Identifying the location and distribution of NAPL (Non Aqueous Phase Liquid) in the subsurface constitutes a vital step in the design and implementation of aquifer remediation schemes. In recent years, partitioning interwell tracer tests (PITT) have gained increasing popularity as a means to characterize NAPL distribution in-situ. In this method, a conservative and a partitioning tracer are injected into the contaminated site. The chromatographic separation between the conservative and the partitioning tracer can be used to infer NAPL distribution. The conventional approach to the analysis of the tracer response uses a first-order method of moments to compute average NAPL saturation. Such methods are limited due to the one-dimensional approximation and consequently can not provide detailed spatial distribution of the NAPL.
In this paper we discuss a streamline-based inversion approach for partitioning tracer response to estimate spatial distribution of NAPL saturation in the subsurface. Our approach relies on an analytic sensitivity computation method that yields sensitivities of the partitioning tracer response to subsurface parameters such as porosity, permeability and NAPL saturation in a single streamline simulation. We can then use efficient techniques from geophysical inversion to match the field tracer response and estimate subsurface parameters. For characterizing NAPL saturation we follow a two-step procedure. First, we match the conservative tracer response that provides us with a permeability distribution. Next,the partitioning tracer response is matched by varying the NAPL saturation distribution in the subsurface. The non-uniqueness in the solution is addressed through the use of regularization techniques and/or prior information.

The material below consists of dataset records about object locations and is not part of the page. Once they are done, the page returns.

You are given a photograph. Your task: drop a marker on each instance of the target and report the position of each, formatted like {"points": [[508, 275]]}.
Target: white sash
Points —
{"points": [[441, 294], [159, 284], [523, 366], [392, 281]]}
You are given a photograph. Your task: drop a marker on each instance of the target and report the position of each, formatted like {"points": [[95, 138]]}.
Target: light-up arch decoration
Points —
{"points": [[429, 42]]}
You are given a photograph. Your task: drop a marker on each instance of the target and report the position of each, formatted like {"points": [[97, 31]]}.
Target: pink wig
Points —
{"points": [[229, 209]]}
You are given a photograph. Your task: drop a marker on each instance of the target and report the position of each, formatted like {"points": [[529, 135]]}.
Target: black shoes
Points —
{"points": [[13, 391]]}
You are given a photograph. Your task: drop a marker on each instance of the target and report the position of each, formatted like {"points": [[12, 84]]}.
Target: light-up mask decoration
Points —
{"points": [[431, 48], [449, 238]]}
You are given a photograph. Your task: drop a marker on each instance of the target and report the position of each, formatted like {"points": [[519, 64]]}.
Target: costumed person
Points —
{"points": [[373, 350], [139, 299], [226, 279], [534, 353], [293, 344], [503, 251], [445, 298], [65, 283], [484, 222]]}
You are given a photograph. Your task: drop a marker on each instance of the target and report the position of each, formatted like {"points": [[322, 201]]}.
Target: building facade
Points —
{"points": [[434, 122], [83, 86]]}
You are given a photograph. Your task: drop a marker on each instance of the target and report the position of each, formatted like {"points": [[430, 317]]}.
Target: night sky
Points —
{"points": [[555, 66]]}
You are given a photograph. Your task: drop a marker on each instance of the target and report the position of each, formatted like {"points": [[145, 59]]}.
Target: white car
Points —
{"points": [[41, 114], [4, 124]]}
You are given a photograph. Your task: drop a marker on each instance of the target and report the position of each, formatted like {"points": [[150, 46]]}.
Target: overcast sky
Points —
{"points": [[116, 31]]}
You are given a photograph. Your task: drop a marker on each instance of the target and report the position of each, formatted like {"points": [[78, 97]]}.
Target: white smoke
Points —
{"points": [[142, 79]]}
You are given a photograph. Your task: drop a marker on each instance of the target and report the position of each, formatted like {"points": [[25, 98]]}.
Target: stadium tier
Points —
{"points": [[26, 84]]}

The proposed technique has been applied to synthetic as well as field examples. The synthetic example is used to validate the procedure using tracer response from a 9-spot pattern. The field example is from the Hill Airforce Base, Utah where partitioning tracer tests were conducted in an isolated test cell with 4 injection wells, 3 extraction wells and 12 multi-level samplers. Tracer responses from 51 sampling locations are analyzed to determine permeability variations and NAPL saturation distribution in the test cell. Finally, a performance comparison with another commonly used inversion method viz. simulated annealing, shows that our proposed approach is faster by about three orders of magnitude.